After presentation to the University of California, Davis, Veterinary Medical Teaching Hospital, 95/110 (86.4%) cats were administered a PPI, 11/110 (10.0%) were administered an H2RA and 18/110 (16.4%) were administered sucralfate. The specific medication selected and medians with IQRs for dose, frequency and duration of administration for each gastroprotectant are provided in Table 3. No cats received misoprostol or antacid medications. Concurrent medications were administered in 97/110 (88.2%) cases, of which the most common were maropitant (62/97, 63.9%), buprenorphine (33/97, 34.0%) and amoxicillin-clavulanic acid, amoxicillin, ampicillin or ampicillin-sulbactam (31/97, 32.0%).

Table 3

Summary of gastroprotectant medications, dose, frequency, duration and route of administration in 110 cats in a tertiary referral hospital

	Number of cats	Dose (mg/kg or g*)	Frequency	Duration of administration (days)	Route of administration
Pantoprazole	77/110 (70)	0.97 (0.9–1)	q12h: 62/72 (86.1) q24h: 8/72 (11.1) q12–24h: 1/72 (1.4) Once: 1/72 (1.4)	2 (1–4)	IV (77/77)
Omeprazole	29/110 (26.4)	1.1 (0.8–1.4)	q12h: 17/29 (58.6) q24h: 12/29 (41.4)	8 (6–14)	PO (29/29)
Famotidine	11/110 (10.0)	0.6 (0.43–0.84)	q12h: 6/9 (66.7) q24h: 3/9 (33.3)	3 (3–10)	PO (10/11) IV (1/11)
Sucralfate	18/110 (16.4)	0.25 (0.25–0.5)*	q8h: 11/18 (61.1) q12h: 3/18 (16.7)	8.5 (3.4–13.8)	PO (18/18)

Data are n (%) or median (IQR)

IQR – interquartile range; IV = intravenous; PO = per os

The dose in grams only pertains to the drug, Sucralfate, and not to any of the other drugs

Indications and appropriateness of gastroprotectant prescription

Most cases (71/110, 64.5%) were prescribed gastroprotectants for two or more reasons. The most common rationales for prescription were AKI (29/110, 26.4%), inflammatory bowel disease (IBD) or GI small cell lymphoma (16/110, 14.5%), GI signs of unknown etiology and presumed gastroenteritis (14/110, 12.7%), pancreatitis (12/110, 10.9%) and CKD (11/110, 10.0%). None of the 11 cats prescribed gastroprotectant therapy for CKD had IRIS stage 4 disease.

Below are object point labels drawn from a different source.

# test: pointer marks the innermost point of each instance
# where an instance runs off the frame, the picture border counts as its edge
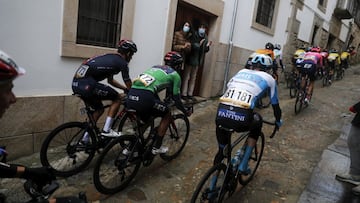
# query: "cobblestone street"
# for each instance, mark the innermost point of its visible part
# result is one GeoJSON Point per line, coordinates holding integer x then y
{"type": "Point", "coordinates": [284, 171]}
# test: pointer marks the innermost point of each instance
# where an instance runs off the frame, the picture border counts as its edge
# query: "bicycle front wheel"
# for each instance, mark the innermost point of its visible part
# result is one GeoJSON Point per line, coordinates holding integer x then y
{"type": "Point", "coordinates": [117, 165]}
{"type": "Point", "coordinates": [176, 136]}
{"type": "Point", "coordinates": [254, 161]}
{"type": "Point", "coordinates": [209, 187]}
{"type": "Point", "coordinates": [67, 149]}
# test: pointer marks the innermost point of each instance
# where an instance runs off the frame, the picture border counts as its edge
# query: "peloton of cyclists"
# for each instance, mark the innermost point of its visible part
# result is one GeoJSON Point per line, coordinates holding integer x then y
{"type": "Point", "coordinates": [236, 107]}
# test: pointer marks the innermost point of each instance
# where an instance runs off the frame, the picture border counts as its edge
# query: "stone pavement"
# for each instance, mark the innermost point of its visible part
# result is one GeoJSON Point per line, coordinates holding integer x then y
{"type": "Point", "coordinates": [322, 186]}
{"type": "Point", "coordinates": [174, 181]}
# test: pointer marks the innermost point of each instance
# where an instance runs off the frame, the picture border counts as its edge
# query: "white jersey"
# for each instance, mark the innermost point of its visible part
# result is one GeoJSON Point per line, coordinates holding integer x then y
{"type": "Point", "coordinates": [247, 86]}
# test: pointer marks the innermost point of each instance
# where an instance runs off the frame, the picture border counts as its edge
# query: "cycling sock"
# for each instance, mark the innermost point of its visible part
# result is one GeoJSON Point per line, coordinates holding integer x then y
{"type": "Point", "coordinates": [108, 124]}
{"type": "Point", "coordinates": [244, 162]}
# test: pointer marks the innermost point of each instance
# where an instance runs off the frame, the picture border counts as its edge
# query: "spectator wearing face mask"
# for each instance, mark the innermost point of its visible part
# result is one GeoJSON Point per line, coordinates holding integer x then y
{"type": "Point", "coordinates": [181, 42]}
{"type": "Point", "coordinates": [199, 46]}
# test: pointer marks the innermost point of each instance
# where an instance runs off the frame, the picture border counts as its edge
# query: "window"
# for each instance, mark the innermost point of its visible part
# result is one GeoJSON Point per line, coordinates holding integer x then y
{"type": "Point", "coordinates": [264, 15]}
{"type": "Point", "coordinates": [99, 22]}
{"type": "Point", "coordinates": [265, 12]}
{"type": "Point", "coordinates": [93, 27]}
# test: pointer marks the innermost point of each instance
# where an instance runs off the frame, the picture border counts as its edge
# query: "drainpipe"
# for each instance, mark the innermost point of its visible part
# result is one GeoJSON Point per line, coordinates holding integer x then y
{"type": "Point", "coordinates": [228, 58]}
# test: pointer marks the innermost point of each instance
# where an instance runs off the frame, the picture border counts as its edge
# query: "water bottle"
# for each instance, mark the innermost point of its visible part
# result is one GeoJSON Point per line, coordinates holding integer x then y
{"type": "Point", "coordinates": [235, 161]}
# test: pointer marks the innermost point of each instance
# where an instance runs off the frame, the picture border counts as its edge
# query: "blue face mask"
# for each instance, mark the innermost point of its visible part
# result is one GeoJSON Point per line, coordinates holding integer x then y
{"type": "Point", "coordinates": [201, 32]}
{"type": "Point", "coordinates": [186, 28]}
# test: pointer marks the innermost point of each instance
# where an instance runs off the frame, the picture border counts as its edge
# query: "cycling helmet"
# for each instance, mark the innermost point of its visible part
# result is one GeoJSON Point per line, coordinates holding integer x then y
{"type": "Point", "coordinates": [269, 46]}
{"type": "Point", "coordinates": [262, 60]}
{"type": "Point", "coordinates": [8, 68]}
{"type": "Point", "coordinates": [173, 59]}
{"type": "Point", "coordinates": [315, 49]}
{"type": "Point", "coordinates": [277, 46]}
{"type": "Point", "coordinates": [125, 46]}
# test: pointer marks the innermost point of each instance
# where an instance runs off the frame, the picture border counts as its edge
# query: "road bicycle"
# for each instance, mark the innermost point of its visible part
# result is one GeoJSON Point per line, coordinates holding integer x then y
{"type": "Point", "coordinates": [41, 190]}
{"type": "Point", "coordinates": [302, 94]}
{"type": "Point", "coordinates": [221, 180]}
{"type": "Point", "coordinates": [70, 147]}
{"type": "Point", "coordinates": [327, 77]}
{"type": "Point", "coordinates": [120, 161]}
{"type": "Point", "coordinates": [340, 71]}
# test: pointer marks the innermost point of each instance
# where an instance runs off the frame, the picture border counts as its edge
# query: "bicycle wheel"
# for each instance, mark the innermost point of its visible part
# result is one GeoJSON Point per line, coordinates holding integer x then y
{"type": "Point", "coordinates": [254, 161]}
{"type": "Point", "coordinates": [176, 136]}
{"type": "Point", "coordinates": [299, 102]}
{"type": "Point", "coordinates": [66, 150]}
{"type": "Point", "coordinates": [117, 165]}
{"type": "Point", "coordinates": [208, 189]}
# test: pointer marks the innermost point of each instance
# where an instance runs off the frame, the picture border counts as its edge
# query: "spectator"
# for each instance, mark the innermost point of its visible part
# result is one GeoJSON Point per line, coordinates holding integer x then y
{"type": "Point", "coordinates": [181, 42]}
{"type": "Point", "coordinates": [199, 46]}
{"type": "Point", "coordinates": [353, 142]}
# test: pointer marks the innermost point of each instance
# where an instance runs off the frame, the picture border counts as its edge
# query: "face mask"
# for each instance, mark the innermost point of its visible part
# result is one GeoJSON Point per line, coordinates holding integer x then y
{"type": "Point", "coordinates": [201, 32]}
{"type": "Point", "coordinates": [186, 28]}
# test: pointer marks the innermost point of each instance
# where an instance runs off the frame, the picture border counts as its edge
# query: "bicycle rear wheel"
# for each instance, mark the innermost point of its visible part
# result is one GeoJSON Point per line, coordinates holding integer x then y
{"type": "Point", "coordinates": [299, 102]}
{"type": "Point", "coordinates": [254, 161]}
{"type": "Point", "coordinates": [209, 187]}
{"type": "Point", "coordinates": [66, 151]}
{"type": "Point", "coordinates": [176, 136]}
{"type": "Point", "coordinates": [117, 165]}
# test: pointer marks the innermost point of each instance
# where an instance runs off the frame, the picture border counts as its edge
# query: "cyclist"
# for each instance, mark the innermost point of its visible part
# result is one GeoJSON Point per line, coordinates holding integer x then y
{"type": "Point", "coordinates": [236, 108]}
{"type": "Point", "coordinates": [333, 60]}
{"type": "Point", "coordinates": [86, 82]}
{"type": "Point", "coordinates": [143, 95]}
{"type": "Point", "coordinates": [8, 72]}
{"type": "Point", "coordinates": [278, 57]}
{"type": "Point", "coordinates": [311, 63]}
{"type": "Point", "coordinates": [345, 57]}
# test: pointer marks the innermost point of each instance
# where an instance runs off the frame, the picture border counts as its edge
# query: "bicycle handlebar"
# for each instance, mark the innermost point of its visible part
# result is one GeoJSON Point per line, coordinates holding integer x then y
{"type": "Point", "coordinates": [275, 128]}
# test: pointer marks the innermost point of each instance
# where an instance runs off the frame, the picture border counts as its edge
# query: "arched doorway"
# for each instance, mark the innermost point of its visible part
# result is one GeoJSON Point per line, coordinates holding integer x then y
{"type": "Point", "coordinates": [194, 15]}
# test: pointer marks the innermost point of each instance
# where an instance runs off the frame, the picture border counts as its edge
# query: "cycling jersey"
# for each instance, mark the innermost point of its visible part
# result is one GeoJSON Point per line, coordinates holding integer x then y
{"type": "Point", "coordinates": [344, 55]}
{"type": "Point", "coordinates": [143, 95]}
{"type": "Point", "coordinates": [314, 58]}
{"type": "Point", "coordinates": [334, 57]}
{"type": "Point", "coordinates": [247, 86]}
{"type": "Point", "coordinates": [102, 67]}
{"type": "Point", "coordinates": [157, 79]}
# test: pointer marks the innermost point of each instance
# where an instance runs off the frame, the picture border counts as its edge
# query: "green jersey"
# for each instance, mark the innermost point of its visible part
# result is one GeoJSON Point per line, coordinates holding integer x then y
{"type": "Point", "coordinates": [158, 78]}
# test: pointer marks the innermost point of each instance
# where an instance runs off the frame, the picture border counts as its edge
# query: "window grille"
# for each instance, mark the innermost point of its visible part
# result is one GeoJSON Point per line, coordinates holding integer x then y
{"type": "Point", "coordinates": [265, 12]}
{"type": "Point", "coordinates": [99, 22]}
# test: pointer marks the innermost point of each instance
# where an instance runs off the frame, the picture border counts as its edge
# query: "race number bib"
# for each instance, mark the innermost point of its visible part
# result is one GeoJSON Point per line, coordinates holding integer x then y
{"type": "Point", "coordinates": [146, 79]}
{"type": "Point", "coordinates": [238, 98]}
{"type": "Point", "coordinates": [81, 72]}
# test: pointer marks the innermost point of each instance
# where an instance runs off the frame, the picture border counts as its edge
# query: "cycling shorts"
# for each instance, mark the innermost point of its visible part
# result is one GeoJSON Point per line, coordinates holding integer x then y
{"type": "Point", "coordinates": [93, 92]}
{"type": "Point", "coordinates": [309, 68]}
{"type": "Point", "coordinates": [146, 104]}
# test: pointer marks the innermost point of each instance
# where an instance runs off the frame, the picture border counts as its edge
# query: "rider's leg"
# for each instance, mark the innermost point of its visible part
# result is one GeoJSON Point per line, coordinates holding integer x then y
{"type": "Point", "coordinates": [114, 108]}
{"type": "Point", "coordinates": [255, 131]}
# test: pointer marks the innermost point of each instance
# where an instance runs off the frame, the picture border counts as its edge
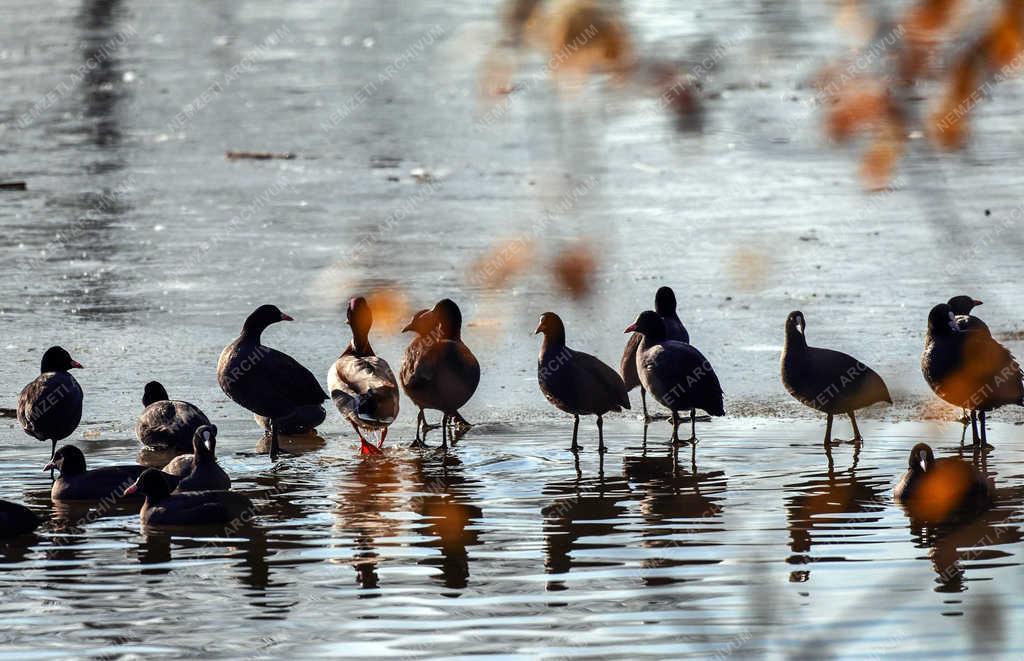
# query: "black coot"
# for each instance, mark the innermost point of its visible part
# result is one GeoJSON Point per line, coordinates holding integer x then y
{"type": "Point", "coordinates": [167, 424]}
{"type": "Point", "coordinates": [665, 305]}
{"type": "Point", "coordinates": [360, 383]}
{"type": "Point", "coordinates": [574, 382]}
{"type": "Point", "coordinates": [968, 369]}
{"type": "Point", "coordinates": [830, 382]}
{"type": "Point", "coordinates": [265, 381]}
{"type": "Point", "coordinates": [962, 307]}
{"type": "Point", "coordinates": [49, 408]}
{"type": "Point", "coordinates": [188, 509]}
{"type": "Point", "coordinates": [78, 483]}
{"type": "Point", "coordinates": [940, 490]}
{"type": "Point", "coordinates": [676, 375]}
{"type": "Point", "coordinates": [200, 471]}
{"type": "Point", "coordinates": [444, 372]}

A prescription of gastroprotectants was classified as 1 (appropriate) in 35/110 (31.8%) cats, as 2 (equivocal) in 7/110 (6.4%) cats, as 3 (inappropriate) in 67/110 (60.9%) cats and as 4 (indeterminate) owing to insufficient information in 1/110 (0.9%) cases. Of the 35 cases in which gastroprotectant therapy was appropriate, a gastroprotectant prescription was classified as 1b (suboptimal) in 16 (45.7%) cats (see Table 1 in the supplementary material). In cases where gastroprotectant therapy was deemed inappropriate, the most common rationales lacked evidence of GUE. These included AKI in 26/67 (38.8%) cats, IBD or small cell GI lymphoma in 9/67 (13.4%) cats and GI signs of unknown etiology in 8/67 (11.9%) cats. Of the 35 cases in which gastroprotectant administration was deemed appropriate, the most common rationales were evidence of GUE (20/35, 57.1%) or esophagitis (11/35, 31.4%).

Proton pump inhibitors

Of the 110 cats, 77 (70.0%) were prescribed PPIs in hospital at the University of California, Davis, Veterinary Medical Teaching Hospital. All 77 cats received pantoprazole intravenously, of which four (5.2%) were subsequently transitioned to oral omeprazole in hospital and 11 (14.3%) were discharged with oral omeprazole. The dose of pantoprazole and frequency of administration in hospital were available for 72/77 (93.5%) cats. The median dose was 0.97 mg/kg IV (IQR 0.9–1.0 mg/kg) and the majority (62/72, 86.1%) of feline patients in hospital were administered pantoprazole q12h. A smaller number of cats (8/72, 11.1%) were administered pantoprazole q24h. One cat was administered pantoprazole q12h then tapered down to q24h. Another cat was only administered pantoprazole once during hospitalization. The median duration of pantoprazole administration in hospital was 2 days (IQR 1–4 days). Of the 77 cats prescribed PPIs, six (7.8%) received concomitant H2RAs and 11 (14.3%) received concomitant sucralfate.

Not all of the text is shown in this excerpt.